Thursday 11 November 2010, 4.00PM to 17:30
Speaker(s): Professor David Lurie, Professor Thomas Redpath & Dr Hugh Seton
Contrast between normal and diseased tissue in MRI arises mainly from differences in relaxation times. It is also well known from in vitro studies that the variation of T1 with field strength (T1 dispersion) changes from tissue to tissue, and may also be altered in disease. Thus, it is potentially useful to be able to measure T1 dispersion in vivo; however, this information cannot be obtained by conventional MRI scanners, which operate at fixed magnetic field. We are developing field-cycling MRI systems, in which the magnetic field is switched rapidly between levels during the pulse sequence, always returning to the same field for signal measurement. FC-MRI offers the possibility of new image contrast mechanisms based on T1 dispersion. In particular, immobilised proteins give rise to "quadrupole dips" in the dispersion curve, and this mechanism may give insight into the behaviour (and misbehaviour) of proteins in disease. This talk will discuss the methodology, technology and applications of FC-MRI.Prof. Thomas Redpath
"Dynamic contrast-enhanced MRI in breast cancer".

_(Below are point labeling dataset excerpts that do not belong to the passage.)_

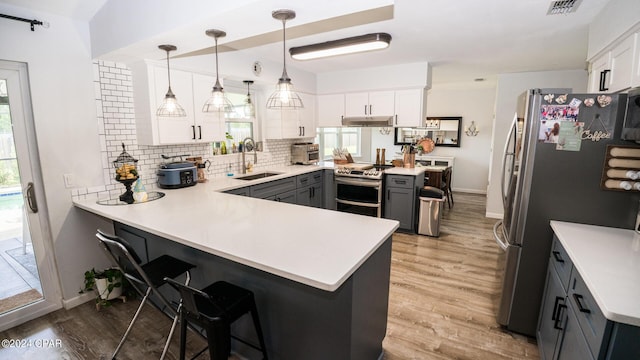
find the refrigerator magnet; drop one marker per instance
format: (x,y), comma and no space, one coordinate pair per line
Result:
(589,102)
(604,100)
(549,98)
(561,99)
(575,103)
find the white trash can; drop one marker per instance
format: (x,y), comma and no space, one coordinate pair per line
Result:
(431,202)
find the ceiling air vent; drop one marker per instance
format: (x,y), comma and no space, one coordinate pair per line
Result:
(563,7)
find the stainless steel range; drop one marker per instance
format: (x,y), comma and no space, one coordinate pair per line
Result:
(359,189)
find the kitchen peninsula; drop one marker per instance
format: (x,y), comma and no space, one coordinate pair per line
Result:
(320,277)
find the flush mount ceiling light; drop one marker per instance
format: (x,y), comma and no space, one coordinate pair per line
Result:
(169,106)
(368,42)
(218,101)
(249,108)
(563,7)
(285,96)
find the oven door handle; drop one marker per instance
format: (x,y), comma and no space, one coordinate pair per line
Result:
(358,203)
(373,184)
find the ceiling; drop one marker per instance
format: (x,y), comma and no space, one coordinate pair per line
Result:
(462,40)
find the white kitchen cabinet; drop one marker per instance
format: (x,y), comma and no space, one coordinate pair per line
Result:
(150,85)
(376,103)
(599,75)
(330,110)
(292,124)
(617,69)
(410,107)
(622,64)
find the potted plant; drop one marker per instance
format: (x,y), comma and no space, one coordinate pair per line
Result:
(108,284)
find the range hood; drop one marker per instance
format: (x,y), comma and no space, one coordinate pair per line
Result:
(382,121)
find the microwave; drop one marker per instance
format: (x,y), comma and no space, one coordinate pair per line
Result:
(305,153)
(631,127)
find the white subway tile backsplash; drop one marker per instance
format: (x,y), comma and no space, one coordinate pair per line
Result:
(116,122)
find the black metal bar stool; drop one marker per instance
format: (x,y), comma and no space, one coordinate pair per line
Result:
(214,309)
(145,278)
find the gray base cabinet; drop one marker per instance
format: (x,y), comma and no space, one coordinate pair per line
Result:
(400,201)
(309,189)
(571,326)
(329,190)
(245,191)
(298,321)
(305,189)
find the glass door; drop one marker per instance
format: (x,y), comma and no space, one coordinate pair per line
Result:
(29,286)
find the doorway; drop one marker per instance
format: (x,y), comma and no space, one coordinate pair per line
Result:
(29,286)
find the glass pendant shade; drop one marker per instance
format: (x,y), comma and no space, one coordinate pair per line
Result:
(285,96)
(170,106)
(249,108)
(218,101)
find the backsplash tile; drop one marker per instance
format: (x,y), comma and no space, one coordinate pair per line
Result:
(116,125)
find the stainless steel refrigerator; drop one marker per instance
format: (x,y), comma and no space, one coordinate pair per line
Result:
(550,178)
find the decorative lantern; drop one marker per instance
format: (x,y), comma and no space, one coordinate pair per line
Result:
(126,173)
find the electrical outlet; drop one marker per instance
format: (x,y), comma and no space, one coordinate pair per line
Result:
(69,180)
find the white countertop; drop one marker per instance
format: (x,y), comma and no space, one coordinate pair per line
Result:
(608,260)
(316,247)
(405,171)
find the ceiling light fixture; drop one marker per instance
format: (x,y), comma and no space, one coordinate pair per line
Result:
(285,96)
(563,7)
(170,106)
(249,108)
(368,42)
(218,101)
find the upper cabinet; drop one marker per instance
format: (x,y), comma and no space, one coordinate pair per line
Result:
(617,68)
(330,110)
(150,85)
(408,106)
(411,107)
(292,124)
(377,103)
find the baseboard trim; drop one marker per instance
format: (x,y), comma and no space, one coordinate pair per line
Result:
(469,191)
(493,215)
(78,300)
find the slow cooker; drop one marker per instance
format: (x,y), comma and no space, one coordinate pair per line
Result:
(176,175)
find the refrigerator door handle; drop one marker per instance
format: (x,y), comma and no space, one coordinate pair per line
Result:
(505,154)
(502,243)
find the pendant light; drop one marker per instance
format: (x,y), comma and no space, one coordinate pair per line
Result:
(285,96)
(169,106)
(249,108)
(218,102)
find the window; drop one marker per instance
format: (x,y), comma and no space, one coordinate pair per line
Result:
(239,130)
(8,163)
(238,125)
(349,138)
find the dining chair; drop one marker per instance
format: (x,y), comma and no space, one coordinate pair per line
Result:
(214,309)
(145,279)
(446,186)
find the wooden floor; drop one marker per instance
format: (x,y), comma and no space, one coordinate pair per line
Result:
(442,305)
(444,291)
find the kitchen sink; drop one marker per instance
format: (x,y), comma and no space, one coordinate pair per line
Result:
(257,175)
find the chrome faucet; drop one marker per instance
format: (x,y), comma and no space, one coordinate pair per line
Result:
(248,144)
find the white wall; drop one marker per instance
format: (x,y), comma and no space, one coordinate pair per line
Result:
(60,75)
(510,86)
(472,101)
(409,75)
(613,21)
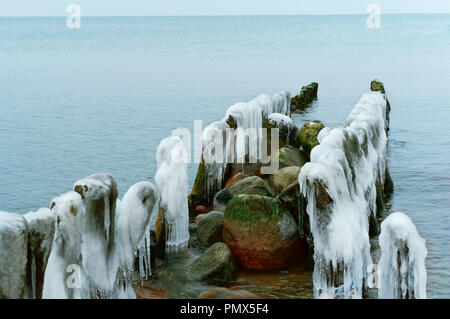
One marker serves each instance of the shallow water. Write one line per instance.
(76, 102)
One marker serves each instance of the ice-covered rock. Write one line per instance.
(13, 255)
(133, 235)
(172, 183)
(99, 194)
(402, 272)
(64, 276)
(340, 186)
(41, 230)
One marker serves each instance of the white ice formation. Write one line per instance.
(401, 270)
(221, 146)
(340, 186)
(172, 184)
(64, 278)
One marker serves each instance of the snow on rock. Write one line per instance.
(64, 278)
(339, 184)
(99, 194)
(13, 255)
(402, 273)
(133, 235)
(172, 183)
(220, 148)
(41, 229)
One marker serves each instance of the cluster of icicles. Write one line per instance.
(106, 250)
(222, 144)
(346, 165)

My talk will cover the basic physiology underlying dynamic contrast-enhanced MRI, the scanning methods used, and will describe the pharmaco-kinetic models used in analysing the signal versus time curves which are seen in breast cancers. The need for arterial input functions in the newer models will be discussed and a novel approach which we have proposed will be outlined. The particular problem of scanning at 3 tesla, namely RF pulse angle variation across the body, and methods of overcoming it will also be covered.
Dr. Hugh Seton
"Ultra-low field MRI with cooled receiver coils and SQUID preamplifiers"
"The presentation will describe MRI developments at 10-20mT. Imaging at such low fields has the potential to deliver improved contrast compared to high field, partly because T1 differences between tissues can increase at low field but also because there is greater flexibility to employ contrast-enhancing pulse sequences which would exceed RF power deposition limits at high field. Normally the SNR is poor at low field, but we have developed cooled receiver coils and ultra-low noise SQUID preamplifiers that yield 3-6 fold SNR gains compared to conventional room temperature coils."